This notebook converts Latex into speech. It's useful for having your papers read back to you during editing/proofreading. 

How to use:


1. Click the play button "Setup" to install all the necessary packages
2. From the Google Colab menu, select "Runtime" -> "Restart Runtime". This is necessary to make sure the correct versions of certain packages are used.
3. Paste your latex code into the text box and click play.
4. You'll get your Latex read out to you!

FAQ:

- **Does this remove citation and reference commands?** Yes, automatically done!
- **How long does it take to generate speech?** The total generation pipeline is ~4x realtime, so 1 minute of speech will take ~15 seconds.
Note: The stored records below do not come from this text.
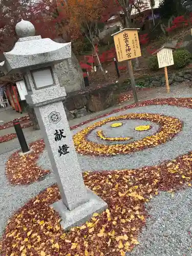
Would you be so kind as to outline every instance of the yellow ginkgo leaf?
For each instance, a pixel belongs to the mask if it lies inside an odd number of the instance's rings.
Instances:
[[[83,226],[81,226],[81,227],[80,228],[80,230],[84,229],[86,228],[87,228],[86,226],[85,225],[83,225]]]
[[[133,239],[131,241],[132,244],[139,244],[139,242],[137,240],[137,239]]]
[[[45,224],[44,221],[41,221],[39,222],[39,225],[44,225],[44,224]]]
[[[119,127],[119,126],[121,126],[122,125],[122,123],[113,123],[111,125],[111,127],[114,127],[114,128],[115,128],[116,127]]]
[[[110,238],[109,241],[106,242],[106,244],[108,244],[108,247],[110,246],[111,242],[111,238]]]
[[[103,227],[102,229],[100,230],[99,233],[97,234],[97,236],[99,237],[99,238],[101,237],[103,237],[104,234],[104,227]]]
[[[41,251],[40,252],[40,256],[46,256],[46,253],[44,251]]]
[[[58,243],[56,243],[54,245],[54,247],[56,248],[57,249],[59,249],[59,245]]]
[[[136,126],[135,128],[135,131],[138,131],[139,132],[142,132],[143,131],[147,131],[151,129],[151,126],[148,125],[140,125]]]
[[[89,229],[89,233],[92,233],[94,230],[94,227],[92,227],[90,229]]]
[[[97,212],[95,212],[94,214],[93,214],[93,217],[96,217],[97,216],[98,216],[99,215],[99,214],[98,214]]]
[[[22,251],[25,248],[25,245],[23,245],[23,246],[21,246],[19,249],[19,251]]]
[[[122,241],[121,240],[120,240],[120,241],[119,242],[119,245],[118,246],[118,248],[119,249],[122,249],[123,247],[124,247],[124,245],[123,245]]]
[[[72,250],[73,249],[75,249],[77,246],[77,243],[72,243],[72,245],[71,246],[71,249]]]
Note, that the first run will take longer, since the model needs to be downloaded.
- **Can I change the playback speed?** Click on the three dots in the audio player and select "Playback speed."
- **What model does this use?** It uses the [Tacotron-DDC](https://coqui.ai/blog/tts/solving-attention-problems-of-tts-models-with-double-decoder-consistency) model from [Coqui-AI](https://github.com/coqui-ai/TTS).

In [None]:
#@title Setup - Click the play icon

# Needed for inflect
import locale
locale.getpreferredencoding = lambda: "UTF-8"

# Install packages
!pip install TTS inflect pydub

from TTS.api import TTS
from pydub import AudioSegment
from pydub.effects import speedup
import re
import textwrap
import inflect
import string
import random
from IPython.display import display, clear_output, HTML, Audio
from google.colab import files
from pathlib import Path

# Conversion of numbers
p = inflect.engine()
def convert_numbers(matchobj):
    return p.number_to_words(matchobj.group(0))
clear_output(wait=True)

In [2]:
#@title Generate speech

text = "In this work we propose the Transformer, a model architecture eschewing recurrence and instead relying entirely on an attention mechanism to draw global dependencies between input and output. The Transformer allows for significantly more parallelization and can reach a new state of the art in translation quality after being trained for as little as twelve hours on eight P100 GPUs." #@param {type:"string"}
# Clean up latex
# Strip latex citations and references
text = re.sub(r"\\cite\{[A-za-z\d,\s]+\}", "", text)
text = re.sub(r"\\citep\{[A-za-z\d,\s]+\}", "", text)
text = re.sub(r"\\ref\{[A-za-z\d,\s\-\_:]+\}", "", text)
# Convert numbers to words
text = re.sub(r"\d+(\.\d+)?", convert_numbers, text)
# Remove random latex symbols
for s in ["$", "\\", "{" ,"}"]:
  text = text.replace(s, "")
text = text.replace("_", "-")


wavs = []
model_name = "tts_models/en/ljspeech/tacotron2-DDC"
tts = TTS(model_name, gpu=True, progress_bar=False,)
wav = tts.tts(text)
clear_output(wait=True)
print(" \n".join(textwrap.wrap(text, width=70)))
print()
display(Audio(wav, rate=22050))

In this work we propose the Transformer, a model architecture 
eschewing recurrence and instead relying entirely on an attention 
mechanism to draw global dependencies between input and output. The 
Transformer allows for significantly more parallelization and can 
reach a new state of the art in translation quality after being 
trained for as little as twelve hours on eight Pone hundred GPUs.